Pyment- Mead with grapes
Rhomdel- Mead with flowers such as roses or dandylions.
Capicel- Mead with Peppers

The sweetness levels that I have seen used in terms:
Sack- Very sweet, syrup like
Desert wine Sweet- Still sweet but less than Sack
Medium-Sweet- Close to a medium sweetness but with a bit leaning on the sweet side.
Medium- Full on middle of the road sweetness.
Dry- Dry like champaign or a dry wine.

Also, one final designation that I have found was carbonation:
Still- no carbonation
Sparkling- Some to medium carbonation
Champaign- Full 2 atmospheres or more of carbonation just like champaign and usually by neccessity Dry.

Now I haven't been to a professional competition and talked to the judges but many brewers use these terms to help define their mead and I gather that the styles go even further and may be codified further but usually there is no need. Certianly a que can be given from the judging table on the different catagories in the competion and the judges "score card".

But there you have it. Now to just get this definition codex into the common use and out there like the varous definitions of Wine, Beer, and even Scotch, Rum and Vodka have broken away from the single drink defintion stamp of being one beverage. Sort of like there are many different types of soda and not just "coke". Some like rootbeer, mountain dew, Pepsi, Dr Pepper, and the list goes on.

Here is the problem that as an industry and as the industry grows the defintions need to be used and on the label so that we can break mead out of the mold, both in fiction and in reality. Heck even in some fantasy books and other fictional writings and TV/Movies they have mead as ONE beverage definition.

Sorry for the rant.

Matrix
 
"Mead" encompasses a much wider range of flavor variety than either beer or wine, even after considering the many styles of beer and wine.

There is at least as much flavor difference between honey varieties as there is between white grape varieties. To a refined mead palate, an orange blossom traditional is about as different from a buckwheat traditional as a Riesling is from a chardonnay. There is a fellow, Doug Remington, out here in Oregon on a one-man campaign to define "mead" as traditional mead only, excluding melomels, metheglyns, etc. I don't necessarily agree with him, but I do think it might be a good thing for the development of the mead industry to have a purity standard of sorts, like the Reinheitsgebot for beer or the various vintage guidelines for wine, to clearly define mead as a beverage of honey, water, and yeast.

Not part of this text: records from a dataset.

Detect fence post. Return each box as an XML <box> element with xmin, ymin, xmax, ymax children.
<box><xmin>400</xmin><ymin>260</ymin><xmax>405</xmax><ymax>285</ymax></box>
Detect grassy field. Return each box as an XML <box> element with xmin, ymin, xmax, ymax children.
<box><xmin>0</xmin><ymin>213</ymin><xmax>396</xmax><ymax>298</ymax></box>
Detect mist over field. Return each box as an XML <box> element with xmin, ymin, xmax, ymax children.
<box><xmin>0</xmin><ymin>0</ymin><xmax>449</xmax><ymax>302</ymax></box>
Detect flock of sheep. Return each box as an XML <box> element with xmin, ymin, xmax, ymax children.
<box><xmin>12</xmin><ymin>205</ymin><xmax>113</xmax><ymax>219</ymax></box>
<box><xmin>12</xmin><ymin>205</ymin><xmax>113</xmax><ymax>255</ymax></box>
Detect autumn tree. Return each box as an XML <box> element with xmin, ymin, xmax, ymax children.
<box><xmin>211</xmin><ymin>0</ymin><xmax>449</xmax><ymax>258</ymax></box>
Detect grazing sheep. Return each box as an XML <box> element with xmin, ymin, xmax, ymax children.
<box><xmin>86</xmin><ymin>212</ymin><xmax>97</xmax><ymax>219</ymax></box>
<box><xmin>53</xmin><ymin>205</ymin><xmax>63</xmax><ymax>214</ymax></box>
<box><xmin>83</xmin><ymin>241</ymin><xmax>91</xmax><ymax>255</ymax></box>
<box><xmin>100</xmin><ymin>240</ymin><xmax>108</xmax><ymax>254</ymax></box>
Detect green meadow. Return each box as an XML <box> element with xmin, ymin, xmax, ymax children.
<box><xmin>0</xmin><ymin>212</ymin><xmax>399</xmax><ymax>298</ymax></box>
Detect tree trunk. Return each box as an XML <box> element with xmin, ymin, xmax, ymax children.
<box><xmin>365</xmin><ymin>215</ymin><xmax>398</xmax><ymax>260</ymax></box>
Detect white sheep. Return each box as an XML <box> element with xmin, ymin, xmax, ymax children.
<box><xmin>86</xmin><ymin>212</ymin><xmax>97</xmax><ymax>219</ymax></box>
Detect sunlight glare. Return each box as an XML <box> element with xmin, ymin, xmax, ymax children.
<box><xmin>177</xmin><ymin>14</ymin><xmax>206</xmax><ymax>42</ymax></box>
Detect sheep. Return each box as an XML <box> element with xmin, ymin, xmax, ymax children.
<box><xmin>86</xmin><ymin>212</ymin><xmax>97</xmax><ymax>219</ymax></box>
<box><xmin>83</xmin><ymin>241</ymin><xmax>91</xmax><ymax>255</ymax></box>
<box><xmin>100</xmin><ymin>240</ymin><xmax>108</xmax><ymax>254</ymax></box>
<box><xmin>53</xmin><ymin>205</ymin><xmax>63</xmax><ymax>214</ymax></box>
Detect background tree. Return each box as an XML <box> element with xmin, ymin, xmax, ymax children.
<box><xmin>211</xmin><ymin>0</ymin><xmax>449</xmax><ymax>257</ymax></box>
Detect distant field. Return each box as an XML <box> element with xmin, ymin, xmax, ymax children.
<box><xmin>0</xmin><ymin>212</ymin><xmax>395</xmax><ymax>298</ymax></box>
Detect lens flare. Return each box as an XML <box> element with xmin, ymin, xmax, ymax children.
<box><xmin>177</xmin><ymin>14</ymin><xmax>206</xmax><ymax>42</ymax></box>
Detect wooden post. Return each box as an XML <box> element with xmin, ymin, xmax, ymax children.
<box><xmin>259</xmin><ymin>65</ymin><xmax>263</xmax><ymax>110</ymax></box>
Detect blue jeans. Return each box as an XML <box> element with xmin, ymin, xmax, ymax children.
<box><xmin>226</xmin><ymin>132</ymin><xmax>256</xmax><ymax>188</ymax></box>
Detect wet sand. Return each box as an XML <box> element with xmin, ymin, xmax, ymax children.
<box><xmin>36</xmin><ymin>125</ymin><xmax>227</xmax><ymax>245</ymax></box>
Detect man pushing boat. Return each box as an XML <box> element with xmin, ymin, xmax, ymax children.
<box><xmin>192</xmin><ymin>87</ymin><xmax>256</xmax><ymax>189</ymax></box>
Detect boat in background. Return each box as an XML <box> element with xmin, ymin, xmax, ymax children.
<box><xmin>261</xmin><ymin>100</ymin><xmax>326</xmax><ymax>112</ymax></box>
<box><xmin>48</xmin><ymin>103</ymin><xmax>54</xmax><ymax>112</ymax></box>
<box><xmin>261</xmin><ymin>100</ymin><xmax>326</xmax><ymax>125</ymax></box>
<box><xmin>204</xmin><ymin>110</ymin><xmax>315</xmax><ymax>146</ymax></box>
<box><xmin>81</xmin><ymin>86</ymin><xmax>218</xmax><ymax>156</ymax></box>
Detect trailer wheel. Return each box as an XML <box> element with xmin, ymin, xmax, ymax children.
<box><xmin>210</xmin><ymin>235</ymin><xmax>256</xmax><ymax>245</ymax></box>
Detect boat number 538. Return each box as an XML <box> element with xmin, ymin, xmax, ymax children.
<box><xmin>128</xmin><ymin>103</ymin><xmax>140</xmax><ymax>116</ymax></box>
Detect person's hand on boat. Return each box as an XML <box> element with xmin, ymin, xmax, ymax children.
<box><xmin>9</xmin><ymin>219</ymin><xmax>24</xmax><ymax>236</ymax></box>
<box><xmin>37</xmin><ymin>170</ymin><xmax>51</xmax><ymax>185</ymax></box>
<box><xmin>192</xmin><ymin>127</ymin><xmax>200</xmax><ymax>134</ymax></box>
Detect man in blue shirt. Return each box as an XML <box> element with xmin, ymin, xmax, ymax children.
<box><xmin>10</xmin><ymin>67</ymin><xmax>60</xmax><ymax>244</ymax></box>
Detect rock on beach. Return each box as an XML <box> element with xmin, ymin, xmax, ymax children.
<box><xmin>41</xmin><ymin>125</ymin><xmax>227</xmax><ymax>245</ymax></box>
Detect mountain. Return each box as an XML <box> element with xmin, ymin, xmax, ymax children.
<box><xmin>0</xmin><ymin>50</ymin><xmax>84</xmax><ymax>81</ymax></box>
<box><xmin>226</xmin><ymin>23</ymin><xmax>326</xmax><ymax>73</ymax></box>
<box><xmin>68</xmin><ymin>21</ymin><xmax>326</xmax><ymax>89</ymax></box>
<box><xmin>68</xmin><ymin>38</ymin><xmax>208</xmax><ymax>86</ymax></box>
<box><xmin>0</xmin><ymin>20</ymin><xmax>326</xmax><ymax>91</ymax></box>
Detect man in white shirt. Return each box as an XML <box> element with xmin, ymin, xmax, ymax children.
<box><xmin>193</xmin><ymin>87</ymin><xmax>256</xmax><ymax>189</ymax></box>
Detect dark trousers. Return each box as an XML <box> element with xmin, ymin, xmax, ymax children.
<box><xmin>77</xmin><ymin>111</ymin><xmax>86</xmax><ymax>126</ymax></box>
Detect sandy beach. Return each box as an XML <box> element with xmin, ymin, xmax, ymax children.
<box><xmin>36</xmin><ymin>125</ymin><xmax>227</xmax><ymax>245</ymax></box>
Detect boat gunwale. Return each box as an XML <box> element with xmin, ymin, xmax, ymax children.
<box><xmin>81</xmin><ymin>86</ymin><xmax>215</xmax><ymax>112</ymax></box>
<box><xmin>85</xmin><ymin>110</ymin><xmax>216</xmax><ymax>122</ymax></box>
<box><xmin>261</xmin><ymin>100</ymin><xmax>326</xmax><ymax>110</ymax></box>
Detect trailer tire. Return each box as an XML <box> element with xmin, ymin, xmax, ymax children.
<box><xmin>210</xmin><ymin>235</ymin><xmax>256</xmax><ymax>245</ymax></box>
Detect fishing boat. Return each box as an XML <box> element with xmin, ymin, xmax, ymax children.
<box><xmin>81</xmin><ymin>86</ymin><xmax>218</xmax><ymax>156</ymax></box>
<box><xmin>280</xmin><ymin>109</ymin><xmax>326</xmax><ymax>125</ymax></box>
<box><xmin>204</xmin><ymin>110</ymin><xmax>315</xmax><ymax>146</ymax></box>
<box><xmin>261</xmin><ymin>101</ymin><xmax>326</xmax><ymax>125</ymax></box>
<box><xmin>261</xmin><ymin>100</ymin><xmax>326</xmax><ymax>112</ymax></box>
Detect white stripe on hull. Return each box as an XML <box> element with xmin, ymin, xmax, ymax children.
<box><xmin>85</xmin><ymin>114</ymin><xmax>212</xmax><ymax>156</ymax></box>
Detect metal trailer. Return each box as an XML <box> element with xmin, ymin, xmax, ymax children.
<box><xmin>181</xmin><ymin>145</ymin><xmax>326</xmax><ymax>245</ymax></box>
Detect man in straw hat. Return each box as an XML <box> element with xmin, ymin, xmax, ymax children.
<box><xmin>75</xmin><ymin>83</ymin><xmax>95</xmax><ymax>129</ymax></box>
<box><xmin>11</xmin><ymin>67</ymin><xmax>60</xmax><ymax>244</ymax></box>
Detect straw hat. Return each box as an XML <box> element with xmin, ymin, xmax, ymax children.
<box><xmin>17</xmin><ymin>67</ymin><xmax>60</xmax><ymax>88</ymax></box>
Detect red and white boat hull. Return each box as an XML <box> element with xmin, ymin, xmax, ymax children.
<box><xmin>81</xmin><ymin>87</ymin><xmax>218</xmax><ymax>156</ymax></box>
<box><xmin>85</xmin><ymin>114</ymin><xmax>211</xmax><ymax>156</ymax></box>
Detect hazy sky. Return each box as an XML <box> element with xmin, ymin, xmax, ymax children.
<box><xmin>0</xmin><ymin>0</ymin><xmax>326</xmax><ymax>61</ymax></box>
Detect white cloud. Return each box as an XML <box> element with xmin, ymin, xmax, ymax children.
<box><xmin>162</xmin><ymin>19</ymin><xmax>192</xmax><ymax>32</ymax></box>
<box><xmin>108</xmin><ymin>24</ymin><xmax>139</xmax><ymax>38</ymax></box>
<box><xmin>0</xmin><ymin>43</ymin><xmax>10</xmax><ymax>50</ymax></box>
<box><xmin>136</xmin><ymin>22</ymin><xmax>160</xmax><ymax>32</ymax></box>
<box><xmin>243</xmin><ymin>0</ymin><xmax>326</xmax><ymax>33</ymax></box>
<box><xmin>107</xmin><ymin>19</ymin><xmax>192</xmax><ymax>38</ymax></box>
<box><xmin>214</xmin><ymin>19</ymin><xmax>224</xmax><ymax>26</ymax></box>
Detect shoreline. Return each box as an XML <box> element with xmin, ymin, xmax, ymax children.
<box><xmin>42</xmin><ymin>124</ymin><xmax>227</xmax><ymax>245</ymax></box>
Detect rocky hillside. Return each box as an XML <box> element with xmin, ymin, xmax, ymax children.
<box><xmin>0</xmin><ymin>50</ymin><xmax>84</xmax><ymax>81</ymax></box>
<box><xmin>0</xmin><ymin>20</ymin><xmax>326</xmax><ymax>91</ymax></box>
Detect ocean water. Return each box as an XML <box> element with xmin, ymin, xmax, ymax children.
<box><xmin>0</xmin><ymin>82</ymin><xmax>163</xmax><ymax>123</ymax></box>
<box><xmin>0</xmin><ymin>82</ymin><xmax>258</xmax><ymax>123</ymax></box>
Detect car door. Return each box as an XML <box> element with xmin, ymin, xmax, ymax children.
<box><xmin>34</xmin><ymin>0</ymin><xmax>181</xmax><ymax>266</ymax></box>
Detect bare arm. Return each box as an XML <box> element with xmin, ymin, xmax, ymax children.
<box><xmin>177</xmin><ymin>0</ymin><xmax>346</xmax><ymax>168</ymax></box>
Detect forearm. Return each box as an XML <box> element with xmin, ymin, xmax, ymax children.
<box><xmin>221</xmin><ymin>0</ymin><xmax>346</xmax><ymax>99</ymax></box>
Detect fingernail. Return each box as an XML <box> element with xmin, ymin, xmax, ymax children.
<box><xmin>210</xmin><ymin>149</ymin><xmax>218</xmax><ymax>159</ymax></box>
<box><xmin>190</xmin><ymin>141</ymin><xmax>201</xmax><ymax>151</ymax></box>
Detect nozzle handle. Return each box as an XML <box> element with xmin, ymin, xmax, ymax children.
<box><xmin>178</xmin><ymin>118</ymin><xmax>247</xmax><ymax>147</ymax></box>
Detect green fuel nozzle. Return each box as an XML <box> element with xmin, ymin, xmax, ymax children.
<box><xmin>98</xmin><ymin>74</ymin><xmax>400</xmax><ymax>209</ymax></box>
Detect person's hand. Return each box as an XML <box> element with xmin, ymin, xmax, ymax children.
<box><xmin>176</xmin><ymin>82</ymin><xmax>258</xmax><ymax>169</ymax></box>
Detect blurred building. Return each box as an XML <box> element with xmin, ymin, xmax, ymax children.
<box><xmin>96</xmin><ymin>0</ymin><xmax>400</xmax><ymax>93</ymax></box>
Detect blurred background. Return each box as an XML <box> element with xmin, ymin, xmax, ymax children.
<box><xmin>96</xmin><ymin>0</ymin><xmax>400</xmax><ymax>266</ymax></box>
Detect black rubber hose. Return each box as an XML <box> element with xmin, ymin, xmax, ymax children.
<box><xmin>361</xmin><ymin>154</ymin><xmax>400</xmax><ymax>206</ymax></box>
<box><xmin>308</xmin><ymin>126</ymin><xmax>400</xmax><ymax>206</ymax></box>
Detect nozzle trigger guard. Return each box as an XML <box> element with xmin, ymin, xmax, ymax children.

That's not to say that melomels and metheglyns are less worthy, but rather that they are creative permutations of the more narrowly defined mead.
 
Gotta tell ya... a lot of the problem is the super ancient names. Yes. most of us on this board actually think that those names are awesome, but let's face it, we are brewing nerds.

Marketing and PR is about least common denominator thinking. You think Slime-heads would be as popular as they are today if they hadn't changed their name to Orange Roughy? How about the toothfish? You wouldn't be all over that, but everyone likes Chilean Sea Bass right?

Same with mead. Some marketing genius needs to come up with something new to call this magical nectar that when done right takes us to heaven!